VEGF/VPF overexpression in skin of transgenic mice induces angiogenesis, vascular hyperpermeability and accelerated tumor development

Abstract

Upregulation of keratinocyte-derived VEGF-A expression has recently been established in non-neoplastic processes of skin such as wound healing, blistering diseases and psoriasis, as well as in skin neoplasia. To further characterize the effects of VEGF-A in skin in vivo, we have developed transgenic mice expressing the mouse VEGF120 under the control of a 2.4 kb 5' fragment of keratin K6 gene regulatory sequences that confers transgene inducibility upon hyperproliferative stimuli. As expected from the inducible nature of the transgene, two of the three founder mice obtained (V27 and V208), showed no apparent phenotype. However, one founder (V2), mosaic for transgene integration, developed scattered red spots throughout the skin at birth. The transgenic offspring derived from this founder developed a striking phenotype characterized by swelling and erythema, resulting in early postnatal lethality. Histological examination of the skin of these transgenics demonstrated highly increased vascularization and edema leading to disruption of skin architecture. Expression of the transgene was silent in adult animals of lines derived from founders V27 and V208. Phorbol ester-induced hyperplasia resulted in transgene induction and increased cutaneous vascularization in adult transgenic mice of these lines. Skin carcinogenesis experiments performed on hemizygous crosses of V208 mice with activated H-ras-carrying transgenic mice (TG.AC) resulted in accelerated papilloma development and increased tumor burden.

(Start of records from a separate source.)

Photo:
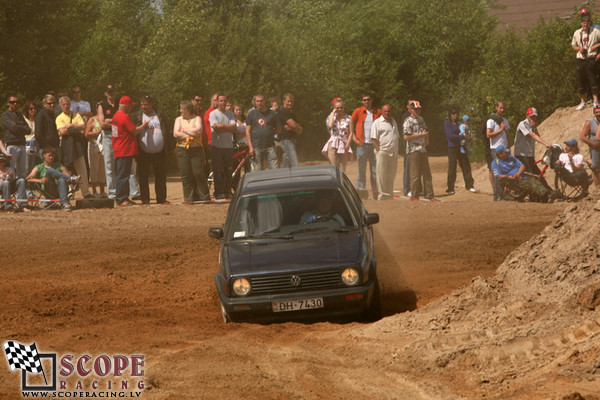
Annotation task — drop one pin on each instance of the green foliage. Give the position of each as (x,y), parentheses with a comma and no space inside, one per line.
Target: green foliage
(440,52)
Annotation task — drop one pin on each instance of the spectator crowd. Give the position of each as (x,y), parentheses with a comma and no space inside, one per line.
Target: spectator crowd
(107,151)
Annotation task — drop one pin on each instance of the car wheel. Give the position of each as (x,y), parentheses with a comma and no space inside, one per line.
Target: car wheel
(373,313)
(225,314)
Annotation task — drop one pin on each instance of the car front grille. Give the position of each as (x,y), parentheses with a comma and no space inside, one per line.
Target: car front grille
(289,282)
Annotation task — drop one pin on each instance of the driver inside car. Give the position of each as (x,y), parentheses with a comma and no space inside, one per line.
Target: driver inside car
(323,209)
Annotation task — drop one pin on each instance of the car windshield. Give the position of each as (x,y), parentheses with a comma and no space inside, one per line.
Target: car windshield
(281,215)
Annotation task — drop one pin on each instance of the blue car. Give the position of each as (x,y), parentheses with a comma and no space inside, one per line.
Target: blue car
(297,243)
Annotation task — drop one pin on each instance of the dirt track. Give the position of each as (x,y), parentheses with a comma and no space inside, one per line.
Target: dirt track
(139,280)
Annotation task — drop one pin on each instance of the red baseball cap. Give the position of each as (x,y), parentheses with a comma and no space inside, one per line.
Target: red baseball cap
(126,100)
(531,111)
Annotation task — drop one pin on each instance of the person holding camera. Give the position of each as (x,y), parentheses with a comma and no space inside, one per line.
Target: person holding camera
(585,42)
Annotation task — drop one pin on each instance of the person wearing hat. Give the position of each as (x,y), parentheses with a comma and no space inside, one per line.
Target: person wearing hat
(588,136)
(525,138)
(416,136)
(363,119)
(125,148)
(105,112)
(509,172)
(73,145)
(323,209)
(7,177)
(585,42)
(573,171)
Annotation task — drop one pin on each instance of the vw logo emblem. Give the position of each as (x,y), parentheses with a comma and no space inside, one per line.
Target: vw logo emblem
(295,280)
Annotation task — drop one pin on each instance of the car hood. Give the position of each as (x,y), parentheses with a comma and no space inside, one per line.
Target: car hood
(285,255)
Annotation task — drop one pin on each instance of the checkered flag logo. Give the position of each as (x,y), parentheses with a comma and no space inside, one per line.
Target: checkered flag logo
(23,357)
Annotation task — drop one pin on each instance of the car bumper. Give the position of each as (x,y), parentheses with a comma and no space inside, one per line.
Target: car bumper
(338,302)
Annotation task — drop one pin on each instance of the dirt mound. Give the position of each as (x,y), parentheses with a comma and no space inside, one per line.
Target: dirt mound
(563,124)
(530,331)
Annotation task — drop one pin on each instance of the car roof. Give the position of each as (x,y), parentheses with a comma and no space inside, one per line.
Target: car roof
(286,179)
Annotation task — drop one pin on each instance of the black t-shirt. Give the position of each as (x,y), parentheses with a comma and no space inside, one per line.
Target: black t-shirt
(283,116)
(263,126)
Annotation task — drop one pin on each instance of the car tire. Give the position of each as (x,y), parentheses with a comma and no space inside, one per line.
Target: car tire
(373,313)
(225,315)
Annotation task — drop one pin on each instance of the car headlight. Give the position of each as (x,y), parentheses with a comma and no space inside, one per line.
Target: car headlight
(241,286)
(350,277)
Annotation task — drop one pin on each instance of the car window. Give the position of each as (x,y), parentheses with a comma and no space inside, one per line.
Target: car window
(290,213)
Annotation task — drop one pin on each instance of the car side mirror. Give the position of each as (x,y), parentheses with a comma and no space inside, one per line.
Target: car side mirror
(217,233)
(371,218)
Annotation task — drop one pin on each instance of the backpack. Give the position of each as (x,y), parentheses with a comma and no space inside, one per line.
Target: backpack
(486,142)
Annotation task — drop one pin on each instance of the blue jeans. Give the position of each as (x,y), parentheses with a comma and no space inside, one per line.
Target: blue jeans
(57,182)
(122,181)
(364,154)
(19,160)
(5,186)
(262,153)
(290,158)
(110,169)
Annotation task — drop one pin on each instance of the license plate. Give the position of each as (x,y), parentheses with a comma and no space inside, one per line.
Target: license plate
(296,305)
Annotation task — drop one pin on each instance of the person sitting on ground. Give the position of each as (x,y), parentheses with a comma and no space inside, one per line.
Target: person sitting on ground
(53,182)
(323,209)
(7,178)
(509,172)
(573,171)
(465,135)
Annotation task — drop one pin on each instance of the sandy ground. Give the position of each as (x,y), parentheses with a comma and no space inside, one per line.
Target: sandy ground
(140,281)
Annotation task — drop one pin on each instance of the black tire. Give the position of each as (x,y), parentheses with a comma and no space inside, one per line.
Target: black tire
(373,313)
(509,194)
(94,203)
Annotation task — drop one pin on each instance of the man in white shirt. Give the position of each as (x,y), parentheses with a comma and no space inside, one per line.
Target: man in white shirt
(385,136)
(223,127)
(573,171)
(497,133)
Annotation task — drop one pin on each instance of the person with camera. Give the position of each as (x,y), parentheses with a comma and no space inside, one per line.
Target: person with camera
(585,42)
(73,144)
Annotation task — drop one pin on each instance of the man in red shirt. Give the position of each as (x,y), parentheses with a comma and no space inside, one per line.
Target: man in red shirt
(362,119)
(125,147)
(207,134)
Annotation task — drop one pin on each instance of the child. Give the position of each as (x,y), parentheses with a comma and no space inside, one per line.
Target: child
(465,133)
(7,177)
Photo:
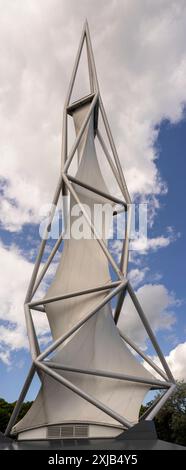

Previous results from our laboratory showed that VEGF upregulation is a major angiogenic stimulus in mouse epidermal carcinogenesis. By overexpressing VEGF in the skin of transgenic mice we now move a step further toward showing that VEGF-mediated angiogenesis is a rate-limiting step in the genesis of premalignant lesions, such as mouse skin papilloma. Our transgenic mice constitute an interesting model system for in vivo study of the cutaneous angiogenic process and its relevance in tumorigenesis and other skin diseases.